As a millennial, I have always been good with computers. Growing up, I taught myself how to program computers and find tech to be interesting and exciting. As someone who has needed to wear hearing aids my whole life, I have seen how the evolution of hearing aids has allowed me to hear much better now than I did as a child. There are even hearing aids that exist now that can translate different languages, or play music from your phone! I understand how much of a difference technology can make in my life, and I know it can make a difference in my patient’s lives.

As a young orthopedic surgeon, I have been blessed to have received the latest training in hip and knee reconstruction. I have presented new research at national meetings, keeping abreast of the latest technological updates. I think it is important to travel and see what other surgeons are doing across the nation and bring those new technologies back home to Hawaii.

When I first became involved in hip and knee replacements, most patients needed to stay in the hospital for three days after surgery. Now, many people can go home on the same day. Ceramic and polyethylene components allow for implants that last longer than before. Advances in anesthesia, surgical technique, and patient preparation have allowed us to achieve what many surgeons believed to be impossible just 10 years ago.

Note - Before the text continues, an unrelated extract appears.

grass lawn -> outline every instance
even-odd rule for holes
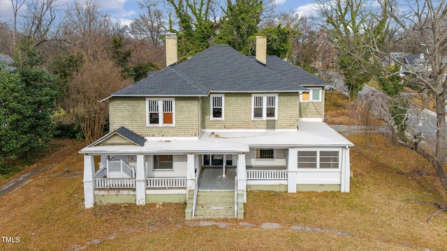
[[[337,109],[336,109],[337,110]],[[334,117],[334,116],[331,116]],[[242,220],[226,228],[189,227],[183,204],[83,206],[83,142],[66,141],[29,168],[61,162],[32,182],[0,197],[0,250],[447,250],[447,213],[432,220],[437,207],[416,201],[447,203],[446,192],[423,158],[391,145],[382,135],[349,137],[351,192],[249,192]],[[0,183],[4,184],[6,181]],[[249,222],[253,227],[240,225]],[[277,229],[260,227],[281,225]],[[304,226],[352,234],[303,231]]]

The hottest item in the world of hip and knee reconstruction right now is robot-assisted joint surgery. Every major company in orthopedics has invested in developing its own robotic system. As we are continuing to perfect the ability to put these implants in, patients can have their implants last longer and recover faster.
Many surgeons continue to use the same techniques that they learned when they were fresh out of school, even twenty years later. There are others of us, who adapt newer technologies quickly. Some of these technologies are adopted too quickly and fail quicker than expected. A quick google search on metal-on-metal hip replacements will reveal the failures of not having enough oversight when adopting newer technology. A careful approach to choosing which of the newer technologies to adopt is required.

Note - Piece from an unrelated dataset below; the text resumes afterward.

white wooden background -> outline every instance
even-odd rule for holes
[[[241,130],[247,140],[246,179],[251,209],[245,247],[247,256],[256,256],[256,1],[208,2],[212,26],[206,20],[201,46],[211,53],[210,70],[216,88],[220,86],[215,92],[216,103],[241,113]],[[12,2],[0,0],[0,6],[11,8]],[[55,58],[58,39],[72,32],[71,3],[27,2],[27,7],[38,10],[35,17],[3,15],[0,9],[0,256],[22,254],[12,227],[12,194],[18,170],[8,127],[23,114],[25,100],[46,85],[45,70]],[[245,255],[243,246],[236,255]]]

Robotic-assisted joint replacements do not introduce a significant amount of risk and utilize the same knee replacement implant. The earliest robot-assistant in joint replacement was done in 1992 with the ROBODOC system. Over the last few decades, newer systems have hit the market, refining our ability to appropriately position our implants. Now patients require less soft-tissue dissection to undergo a hip or knee replacement. Our implants can be placed in a very precise position that is not possible without robotics. The newest generation of robotic-assisted joint replacements has worked through many of the problems found in earlier systems that caused inefficiencies and inability to appropriately implement.

Technology has allowed us to enter an exciting time in joint replacements. Our implants are now lasting longer and our recoveries are less painful. With robotic joint replacements, we can bring the latest technology and improve outcomes in our patients.